Papa Parse: Lightning Fast CSV Parsing Experience

Published in

codeburst

7 min readAug 15, 2020

Photo by Marc Sendra Martorell on Unsplash

Overview

With a plethora of options to parse CSV files/data and adding to it the inconsistency of the data present in the files, have you ever wondered about a simple and efficient package to do it for you? Presenting Papa Parse, a robust JavaScript library that is claimed to be the fastest in-browser CSV parser! This is your one-stop-shop for parsing CSV to JSON!

Highlights

Before getting into the features of Papa Parse, let’s look at how we can include this package in our code:

/* babel or ES6 */
import papaparse from ‘papaparse’;/* node or require js */
const papaparse = require(‘papaparse’);

The general syntax of use

For a CSV string:

var parsedOutput = Papa.parse(stringOfCsv[, config])

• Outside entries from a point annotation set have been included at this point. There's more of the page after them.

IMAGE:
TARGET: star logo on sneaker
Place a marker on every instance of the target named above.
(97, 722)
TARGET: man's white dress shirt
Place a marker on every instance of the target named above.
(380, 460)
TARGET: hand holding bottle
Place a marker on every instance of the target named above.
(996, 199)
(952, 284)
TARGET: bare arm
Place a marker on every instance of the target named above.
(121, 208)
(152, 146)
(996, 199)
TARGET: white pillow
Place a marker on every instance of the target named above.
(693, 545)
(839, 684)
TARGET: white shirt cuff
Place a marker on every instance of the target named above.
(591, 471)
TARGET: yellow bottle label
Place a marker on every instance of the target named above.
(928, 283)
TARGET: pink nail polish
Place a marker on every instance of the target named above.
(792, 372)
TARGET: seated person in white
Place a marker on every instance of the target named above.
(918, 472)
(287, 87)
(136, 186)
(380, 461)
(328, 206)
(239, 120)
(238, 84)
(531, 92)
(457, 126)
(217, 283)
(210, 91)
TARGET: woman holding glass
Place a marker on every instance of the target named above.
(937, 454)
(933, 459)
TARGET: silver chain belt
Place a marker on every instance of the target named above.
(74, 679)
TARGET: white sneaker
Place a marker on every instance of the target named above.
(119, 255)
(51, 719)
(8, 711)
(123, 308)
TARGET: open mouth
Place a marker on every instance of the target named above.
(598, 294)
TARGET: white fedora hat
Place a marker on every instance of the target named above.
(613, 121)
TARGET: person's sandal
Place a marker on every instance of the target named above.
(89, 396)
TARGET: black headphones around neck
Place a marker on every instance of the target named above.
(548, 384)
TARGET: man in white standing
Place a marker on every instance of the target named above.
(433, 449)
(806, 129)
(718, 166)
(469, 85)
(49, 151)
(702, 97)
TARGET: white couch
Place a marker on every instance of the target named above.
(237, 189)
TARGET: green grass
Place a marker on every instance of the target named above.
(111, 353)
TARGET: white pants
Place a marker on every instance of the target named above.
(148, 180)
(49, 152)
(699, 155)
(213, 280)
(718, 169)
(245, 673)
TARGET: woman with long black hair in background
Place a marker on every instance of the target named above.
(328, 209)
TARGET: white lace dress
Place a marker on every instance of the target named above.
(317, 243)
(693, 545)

There are numerous configurations to choose from, best explained in the Papa Parse documentation here.

For a file:

Papa.parse(myFileInput.files[0], {
	complete: function(parsedOutput) {
		console.log(parsedOutput);
	}
});

As the portion of file parsing is an asynchronous activity, a call back must be added to collect the results.

The same is the case when we want to fetch the CSV file from a URL:

Papa.parse(csvUrl, {
	download: true,
	complete: function(parsedOutput) {
		console.log(parsedOutput);
	}
});

The parsed output/result consists of three parts — data array, errors array and the meta object. The data array has the result of the CSV rows parsed.

The data is an array only when the value is header: false in configs. If the config is header: true, then the output data is a set of objects keyed by the column field names.

The errors array contains the information on any errors which are encountered while parsing the CSV. The meta object is an object consisting of metadata related to the parsing such as delimiters, line break sequences, and field names to name a few.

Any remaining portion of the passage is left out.